REPORTAGE
A l’étable de haute sécurité
Alors que le virus de la grippe aviaire sévit régulièrement dans nos contrées, la peste porcine africaine se répand dans les pays voisins. A Mittelhäusern, les scientifiques du laboratoire national pour les épizooties hautement contagieuses tentent de trouver des moyens de combattre ces maladies animales.
Katarzyna Sliz est entourée de six porcs – des truies et des mâles castrés, tous âgés de 6 mois – qui poussent ses mains avec leur groin. «Ils savent très bien qui les nourrit», dit la gardienne en souriant. Lorsqu’elle verse un peu de granulés dans le box, les animaux se bousculent pour chercher la nourriture dans la paille. C’est bon signe: «Des porcs en bonne santé ont toujours de l’appétit», dit Katarzyna Sliz. En ce mardi matin de fin avril, ils sont voraces et éveillés. Huit semaines plus tôt, ils étaient encore gravement malades, infectés par le virus de la peste porcine africaine.
Cette maladie hautement contagieuse touche les porcs domestiques et les sangliers. Et son issue est presque toujours fatale: les animaux infectés succombent en sept à dix jours.
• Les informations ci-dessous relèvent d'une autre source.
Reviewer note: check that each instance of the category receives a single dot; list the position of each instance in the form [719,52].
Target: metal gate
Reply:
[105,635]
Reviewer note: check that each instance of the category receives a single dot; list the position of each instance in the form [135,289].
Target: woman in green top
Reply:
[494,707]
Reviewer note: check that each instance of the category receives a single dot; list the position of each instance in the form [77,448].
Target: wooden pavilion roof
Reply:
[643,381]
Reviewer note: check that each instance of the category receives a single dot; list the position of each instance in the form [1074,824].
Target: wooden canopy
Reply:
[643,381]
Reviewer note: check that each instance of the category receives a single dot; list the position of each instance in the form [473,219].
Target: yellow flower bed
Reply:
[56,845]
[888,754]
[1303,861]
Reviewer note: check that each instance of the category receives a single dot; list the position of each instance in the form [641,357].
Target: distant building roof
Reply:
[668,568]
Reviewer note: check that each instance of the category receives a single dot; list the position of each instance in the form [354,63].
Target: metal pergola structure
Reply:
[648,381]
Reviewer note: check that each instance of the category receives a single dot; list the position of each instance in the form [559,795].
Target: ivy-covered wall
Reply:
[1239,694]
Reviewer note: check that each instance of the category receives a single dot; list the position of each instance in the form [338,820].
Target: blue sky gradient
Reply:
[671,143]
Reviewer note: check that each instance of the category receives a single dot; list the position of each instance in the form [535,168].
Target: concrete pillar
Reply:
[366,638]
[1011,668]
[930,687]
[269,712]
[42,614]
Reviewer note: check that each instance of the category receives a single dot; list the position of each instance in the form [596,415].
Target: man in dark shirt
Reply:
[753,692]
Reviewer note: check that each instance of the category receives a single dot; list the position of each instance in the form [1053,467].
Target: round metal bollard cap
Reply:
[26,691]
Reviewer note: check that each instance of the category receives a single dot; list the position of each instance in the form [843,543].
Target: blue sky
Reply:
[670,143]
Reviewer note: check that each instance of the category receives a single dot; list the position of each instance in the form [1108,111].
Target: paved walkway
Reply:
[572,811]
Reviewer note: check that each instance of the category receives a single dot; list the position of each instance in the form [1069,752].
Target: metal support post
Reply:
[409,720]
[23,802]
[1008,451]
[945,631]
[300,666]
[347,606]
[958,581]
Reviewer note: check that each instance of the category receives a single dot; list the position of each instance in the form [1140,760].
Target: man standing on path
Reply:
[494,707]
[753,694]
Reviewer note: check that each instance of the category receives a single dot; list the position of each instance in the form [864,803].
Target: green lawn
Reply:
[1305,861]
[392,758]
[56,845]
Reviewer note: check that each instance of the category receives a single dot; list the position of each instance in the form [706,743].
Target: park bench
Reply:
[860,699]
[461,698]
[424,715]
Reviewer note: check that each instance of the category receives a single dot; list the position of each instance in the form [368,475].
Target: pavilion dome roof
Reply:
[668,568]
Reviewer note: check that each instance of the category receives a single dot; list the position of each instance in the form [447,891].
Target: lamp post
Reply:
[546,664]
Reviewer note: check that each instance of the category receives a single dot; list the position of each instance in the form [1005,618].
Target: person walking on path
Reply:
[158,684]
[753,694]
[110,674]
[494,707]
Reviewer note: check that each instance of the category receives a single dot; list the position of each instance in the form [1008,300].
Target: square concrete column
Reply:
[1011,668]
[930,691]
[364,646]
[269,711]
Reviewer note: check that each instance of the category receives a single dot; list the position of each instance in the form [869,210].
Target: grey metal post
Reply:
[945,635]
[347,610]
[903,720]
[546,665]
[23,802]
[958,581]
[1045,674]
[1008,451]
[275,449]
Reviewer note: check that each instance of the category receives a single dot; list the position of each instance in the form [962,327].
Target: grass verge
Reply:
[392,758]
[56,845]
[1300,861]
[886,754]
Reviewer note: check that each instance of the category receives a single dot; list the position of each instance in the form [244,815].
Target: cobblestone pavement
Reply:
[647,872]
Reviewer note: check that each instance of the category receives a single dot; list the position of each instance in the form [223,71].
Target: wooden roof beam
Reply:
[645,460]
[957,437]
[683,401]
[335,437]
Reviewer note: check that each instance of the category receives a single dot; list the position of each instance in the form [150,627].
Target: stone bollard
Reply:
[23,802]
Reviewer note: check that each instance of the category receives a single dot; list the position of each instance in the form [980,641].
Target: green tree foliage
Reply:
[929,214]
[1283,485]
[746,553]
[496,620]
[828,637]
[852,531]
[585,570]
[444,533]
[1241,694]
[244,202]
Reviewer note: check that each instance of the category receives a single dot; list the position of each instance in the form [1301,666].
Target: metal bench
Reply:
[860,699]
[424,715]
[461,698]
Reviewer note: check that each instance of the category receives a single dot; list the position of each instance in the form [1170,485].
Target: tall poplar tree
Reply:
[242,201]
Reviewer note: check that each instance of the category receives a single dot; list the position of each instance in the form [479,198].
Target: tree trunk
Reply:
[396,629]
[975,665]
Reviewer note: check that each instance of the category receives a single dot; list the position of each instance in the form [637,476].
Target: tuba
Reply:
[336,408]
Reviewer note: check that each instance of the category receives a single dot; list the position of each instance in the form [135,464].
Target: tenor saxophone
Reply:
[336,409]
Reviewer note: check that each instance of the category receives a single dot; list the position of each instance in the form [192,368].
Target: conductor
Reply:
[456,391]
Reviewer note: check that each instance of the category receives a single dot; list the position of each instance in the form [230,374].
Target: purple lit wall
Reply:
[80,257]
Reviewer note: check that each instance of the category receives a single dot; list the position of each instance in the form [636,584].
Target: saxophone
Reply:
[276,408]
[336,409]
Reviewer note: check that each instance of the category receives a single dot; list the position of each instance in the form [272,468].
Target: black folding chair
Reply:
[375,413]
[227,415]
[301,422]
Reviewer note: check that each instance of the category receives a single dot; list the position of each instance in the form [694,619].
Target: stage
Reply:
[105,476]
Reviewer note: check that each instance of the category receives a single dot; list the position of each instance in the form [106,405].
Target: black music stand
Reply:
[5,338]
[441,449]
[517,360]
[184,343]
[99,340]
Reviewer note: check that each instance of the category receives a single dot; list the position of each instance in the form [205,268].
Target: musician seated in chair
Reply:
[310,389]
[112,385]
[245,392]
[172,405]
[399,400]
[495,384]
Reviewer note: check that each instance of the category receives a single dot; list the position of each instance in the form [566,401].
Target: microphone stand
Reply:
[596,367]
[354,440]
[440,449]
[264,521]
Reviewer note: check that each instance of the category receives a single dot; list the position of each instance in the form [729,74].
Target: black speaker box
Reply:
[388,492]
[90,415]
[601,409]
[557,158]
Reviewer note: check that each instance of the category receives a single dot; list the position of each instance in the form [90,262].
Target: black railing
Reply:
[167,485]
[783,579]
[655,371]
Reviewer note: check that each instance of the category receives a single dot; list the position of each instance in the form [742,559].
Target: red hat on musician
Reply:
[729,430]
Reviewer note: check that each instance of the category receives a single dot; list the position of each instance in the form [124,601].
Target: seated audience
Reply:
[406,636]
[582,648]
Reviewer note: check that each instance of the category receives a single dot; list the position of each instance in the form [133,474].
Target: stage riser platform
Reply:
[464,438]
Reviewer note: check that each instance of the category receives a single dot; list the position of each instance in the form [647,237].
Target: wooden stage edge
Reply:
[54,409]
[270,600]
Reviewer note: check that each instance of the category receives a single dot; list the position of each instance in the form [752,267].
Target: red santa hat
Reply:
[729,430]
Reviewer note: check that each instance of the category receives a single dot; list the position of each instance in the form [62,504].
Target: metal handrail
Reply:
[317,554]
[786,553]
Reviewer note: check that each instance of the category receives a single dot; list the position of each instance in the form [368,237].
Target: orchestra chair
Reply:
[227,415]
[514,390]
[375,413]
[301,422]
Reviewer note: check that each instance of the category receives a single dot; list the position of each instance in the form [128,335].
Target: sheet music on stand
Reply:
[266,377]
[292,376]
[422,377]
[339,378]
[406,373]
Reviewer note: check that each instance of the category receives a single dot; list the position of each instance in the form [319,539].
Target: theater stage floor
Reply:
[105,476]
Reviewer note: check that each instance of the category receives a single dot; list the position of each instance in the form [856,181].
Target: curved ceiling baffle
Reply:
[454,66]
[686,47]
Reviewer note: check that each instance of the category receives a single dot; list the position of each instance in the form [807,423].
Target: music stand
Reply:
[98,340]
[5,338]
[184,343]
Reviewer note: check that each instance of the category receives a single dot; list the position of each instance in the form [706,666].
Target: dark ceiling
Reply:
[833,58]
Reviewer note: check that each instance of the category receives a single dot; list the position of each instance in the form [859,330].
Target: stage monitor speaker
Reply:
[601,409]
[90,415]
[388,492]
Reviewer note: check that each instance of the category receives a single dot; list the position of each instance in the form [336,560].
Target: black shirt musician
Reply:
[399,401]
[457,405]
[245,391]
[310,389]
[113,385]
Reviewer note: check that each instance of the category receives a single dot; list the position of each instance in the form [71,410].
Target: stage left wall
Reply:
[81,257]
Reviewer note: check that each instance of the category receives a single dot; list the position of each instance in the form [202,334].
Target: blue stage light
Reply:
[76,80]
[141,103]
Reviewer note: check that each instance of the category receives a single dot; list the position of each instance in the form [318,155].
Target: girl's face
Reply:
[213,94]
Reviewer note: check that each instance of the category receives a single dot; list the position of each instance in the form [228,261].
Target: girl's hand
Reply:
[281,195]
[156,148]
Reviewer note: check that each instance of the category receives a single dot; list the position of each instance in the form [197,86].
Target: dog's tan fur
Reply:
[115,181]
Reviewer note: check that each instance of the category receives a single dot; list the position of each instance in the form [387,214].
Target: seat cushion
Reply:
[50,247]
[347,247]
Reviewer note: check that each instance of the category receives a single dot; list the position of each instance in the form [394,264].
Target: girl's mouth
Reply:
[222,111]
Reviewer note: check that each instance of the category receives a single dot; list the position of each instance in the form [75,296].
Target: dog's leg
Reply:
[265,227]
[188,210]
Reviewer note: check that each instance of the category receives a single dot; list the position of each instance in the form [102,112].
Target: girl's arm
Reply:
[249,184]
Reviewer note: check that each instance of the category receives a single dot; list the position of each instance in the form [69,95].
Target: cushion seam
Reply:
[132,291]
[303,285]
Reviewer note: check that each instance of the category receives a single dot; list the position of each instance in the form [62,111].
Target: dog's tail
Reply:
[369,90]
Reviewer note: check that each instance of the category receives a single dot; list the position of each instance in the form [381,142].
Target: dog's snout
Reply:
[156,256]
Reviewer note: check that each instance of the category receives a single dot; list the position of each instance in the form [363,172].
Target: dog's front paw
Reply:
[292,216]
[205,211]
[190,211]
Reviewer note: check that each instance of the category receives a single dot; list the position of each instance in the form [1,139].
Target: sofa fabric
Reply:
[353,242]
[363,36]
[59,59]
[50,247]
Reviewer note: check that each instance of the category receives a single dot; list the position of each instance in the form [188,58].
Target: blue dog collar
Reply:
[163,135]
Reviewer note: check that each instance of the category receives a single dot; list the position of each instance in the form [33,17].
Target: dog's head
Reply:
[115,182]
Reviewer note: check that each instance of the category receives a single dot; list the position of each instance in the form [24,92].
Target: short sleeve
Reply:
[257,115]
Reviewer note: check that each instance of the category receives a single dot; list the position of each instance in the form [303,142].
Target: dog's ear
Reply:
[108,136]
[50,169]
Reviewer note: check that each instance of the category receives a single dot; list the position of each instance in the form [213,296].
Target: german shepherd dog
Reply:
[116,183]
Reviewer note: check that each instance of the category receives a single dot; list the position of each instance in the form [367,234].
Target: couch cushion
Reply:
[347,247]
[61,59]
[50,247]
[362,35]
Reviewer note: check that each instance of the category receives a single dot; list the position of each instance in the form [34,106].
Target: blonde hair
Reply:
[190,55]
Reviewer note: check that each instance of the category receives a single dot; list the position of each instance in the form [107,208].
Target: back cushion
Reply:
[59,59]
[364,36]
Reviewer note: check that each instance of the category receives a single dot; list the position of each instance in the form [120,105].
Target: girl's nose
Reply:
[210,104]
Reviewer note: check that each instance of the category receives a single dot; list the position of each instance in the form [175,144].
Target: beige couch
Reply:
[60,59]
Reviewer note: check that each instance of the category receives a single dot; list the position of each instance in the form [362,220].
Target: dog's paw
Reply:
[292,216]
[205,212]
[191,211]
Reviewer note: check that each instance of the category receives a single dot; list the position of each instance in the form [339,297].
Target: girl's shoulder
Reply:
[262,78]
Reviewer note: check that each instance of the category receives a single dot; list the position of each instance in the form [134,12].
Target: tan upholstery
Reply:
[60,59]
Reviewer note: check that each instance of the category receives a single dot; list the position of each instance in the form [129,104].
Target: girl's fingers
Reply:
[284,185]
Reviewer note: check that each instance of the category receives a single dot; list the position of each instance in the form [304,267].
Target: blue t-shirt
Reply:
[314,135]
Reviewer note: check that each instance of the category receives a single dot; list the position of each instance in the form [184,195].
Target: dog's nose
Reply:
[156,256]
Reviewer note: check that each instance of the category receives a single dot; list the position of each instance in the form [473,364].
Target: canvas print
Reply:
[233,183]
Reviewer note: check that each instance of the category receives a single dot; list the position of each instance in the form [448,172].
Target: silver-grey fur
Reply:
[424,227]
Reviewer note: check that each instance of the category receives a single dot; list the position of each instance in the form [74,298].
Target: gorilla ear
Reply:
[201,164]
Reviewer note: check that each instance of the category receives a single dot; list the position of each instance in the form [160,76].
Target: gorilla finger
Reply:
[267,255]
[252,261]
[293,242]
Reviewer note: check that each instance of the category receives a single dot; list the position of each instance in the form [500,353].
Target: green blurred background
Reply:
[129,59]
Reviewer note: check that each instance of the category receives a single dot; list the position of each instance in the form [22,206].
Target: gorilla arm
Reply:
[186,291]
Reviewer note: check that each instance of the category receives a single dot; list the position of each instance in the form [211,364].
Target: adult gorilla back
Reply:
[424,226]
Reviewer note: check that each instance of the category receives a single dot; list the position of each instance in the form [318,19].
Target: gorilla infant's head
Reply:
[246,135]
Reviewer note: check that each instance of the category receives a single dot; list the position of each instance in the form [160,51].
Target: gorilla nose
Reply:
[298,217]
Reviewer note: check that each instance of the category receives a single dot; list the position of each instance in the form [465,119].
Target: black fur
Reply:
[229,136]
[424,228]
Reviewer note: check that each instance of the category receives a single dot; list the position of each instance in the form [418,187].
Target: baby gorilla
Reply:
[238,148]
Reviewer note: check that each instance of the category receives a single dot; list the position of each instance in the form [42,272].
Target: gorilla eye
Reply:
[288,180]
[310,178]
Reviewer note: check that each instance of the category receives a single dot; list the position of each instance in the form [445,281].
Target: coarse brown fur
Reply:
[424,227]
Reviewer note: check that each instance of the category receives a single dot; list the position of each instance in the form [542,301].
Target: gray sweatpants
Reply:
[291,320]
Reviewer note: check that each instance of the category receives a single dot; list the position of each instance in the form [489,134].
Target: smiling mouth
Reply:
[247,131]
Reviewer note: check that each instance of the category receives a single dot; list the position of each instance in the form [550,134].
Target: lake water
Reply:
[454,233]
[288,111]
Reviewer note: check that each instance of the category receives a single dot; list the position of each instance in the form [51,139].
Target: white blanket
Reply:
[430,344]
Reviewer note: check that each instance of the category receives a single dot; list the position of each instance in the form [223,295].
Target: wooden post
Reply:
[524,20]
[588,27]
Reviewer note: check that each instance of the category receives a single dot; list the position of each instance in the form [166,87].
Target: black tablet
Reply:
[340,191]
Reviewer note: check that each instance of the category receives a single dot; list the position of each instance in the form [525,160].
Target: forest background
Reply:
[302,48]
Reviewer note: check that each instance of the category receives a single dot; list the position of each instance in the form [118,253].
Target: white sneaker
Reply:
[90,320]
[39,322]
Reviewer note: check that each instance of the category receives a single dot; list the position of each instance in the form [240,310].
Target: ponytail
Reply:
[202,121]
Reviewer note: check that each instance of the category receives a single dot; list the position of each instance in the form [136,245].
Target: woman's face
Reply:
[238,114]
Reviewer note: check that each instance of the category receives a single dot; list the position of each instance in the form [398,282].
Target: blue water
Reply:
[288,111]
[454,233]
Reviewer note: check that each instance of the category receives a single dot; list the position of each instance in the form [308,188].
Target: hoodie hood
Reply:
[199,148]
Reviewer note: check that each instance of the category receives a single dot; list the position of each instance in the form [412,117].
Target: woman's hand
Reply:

Si les porcs de l’étable de haute sécurité de l’Institut de virologie et d’immunologie (IVI) de Mittelhäusern (BE), le laboratoire de référence suisse pour les épizooties hautement contagieuses, sont encore en vie, c’est parce qu’on leur a inoculé une forme affaiblie du virus. «Il manque à ce variant naturel rare de grandes portions du génome qui jouent un rôle clé dans sa virulence», explique Nicolas Ruggli. Le virologue et vétérinaire dirige l’élevage des animaux et les expérimentations menées sur ceux-ci à l’IVI. Avec son équipe, il utilise le virus atténué pour étudier comment le système immunitaire peut s’en défendre. Une observation qu’il est impossible de mener chez les porcs infectés par le virus mortel, bien plus fréquent, puisqu’ils meurent avant même d’avoir pu générer une réponse immunitaire adaptée à l’agent pathogène.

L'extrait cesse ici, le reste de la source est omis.